Plan to Modernise Hockenheim Unveiled
Baden-Wuerttemberg State Premier Erwin Teufel on Saturday unveiled a plan to modernise the Hockenheim track so it could remain the venue of the German Grand Prix.
Baden-Wuerttemberg State Premier Erwin Teufel on Saturday unveiled a plan to modernise the Hockenheim track so it could remain the venue of the German Grand Prix.
Teufel said he had informed Formula One supremo Bernie Ecclestone about a project to shorten the circuit from 6.8 to some four kilometres and improve its infrastructure for an estimated cost of 95 million marks ($44.92 million).
Ecclestone had told local officials that Hockenheim, contracted to hold the race until 2001, could not keep it after that unless it underwent a major facelift.
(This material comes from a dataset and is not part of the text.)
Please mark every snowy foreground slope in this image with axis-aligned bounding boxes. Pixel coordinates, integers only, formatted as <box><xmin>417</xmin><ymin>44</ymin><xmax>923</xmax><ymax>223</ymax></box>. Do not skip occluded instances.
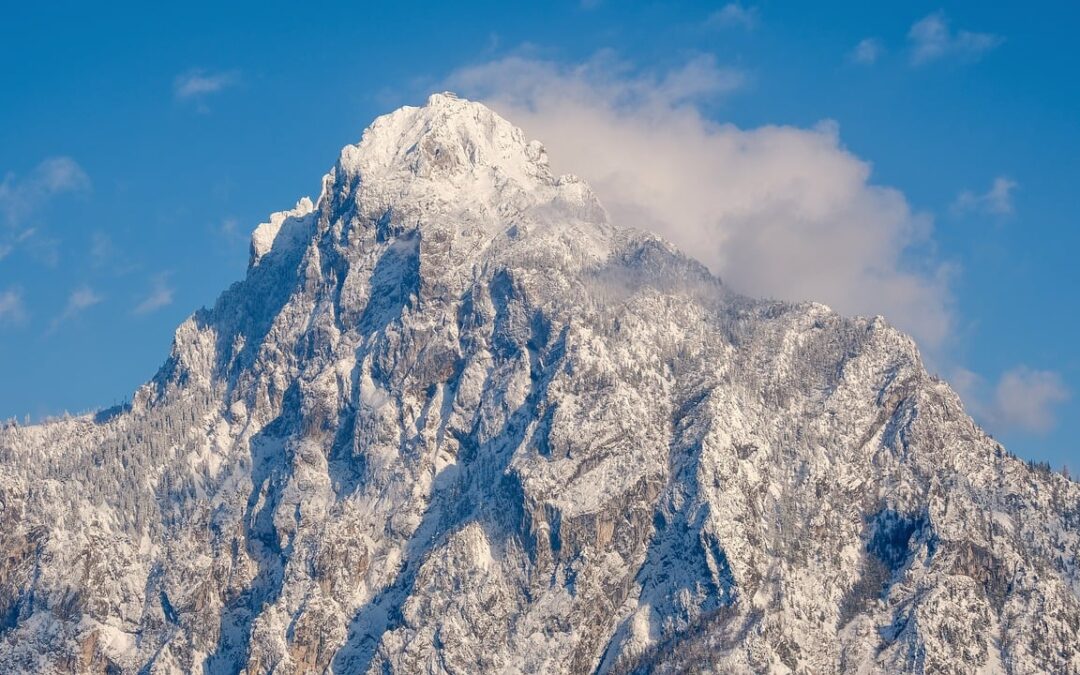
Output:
<box><xmin>0</xmin><ymin>95</ymin><xmax>1080</xmax><ymax>674</ymax></box>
Teufel's office said in a statement released on Saturday that Teufel and the State Premier of neighbouring Bavaria, Edmund Stoiber, would meet Ecclestone on Sunday at Hockenheim to discuss the future of the track.
Attached to the statement was a copy of Teufel's letter to Ecclestone detailing the project and saying Baden-Wuerttemberg would help finance it.
The southwestern circuit has hardly changed since it first staged the German Grand Prix 30 years ago and is under threat to lose the race to a brand new track outside Berlin due to be inaugurated next month, the Lausitzring.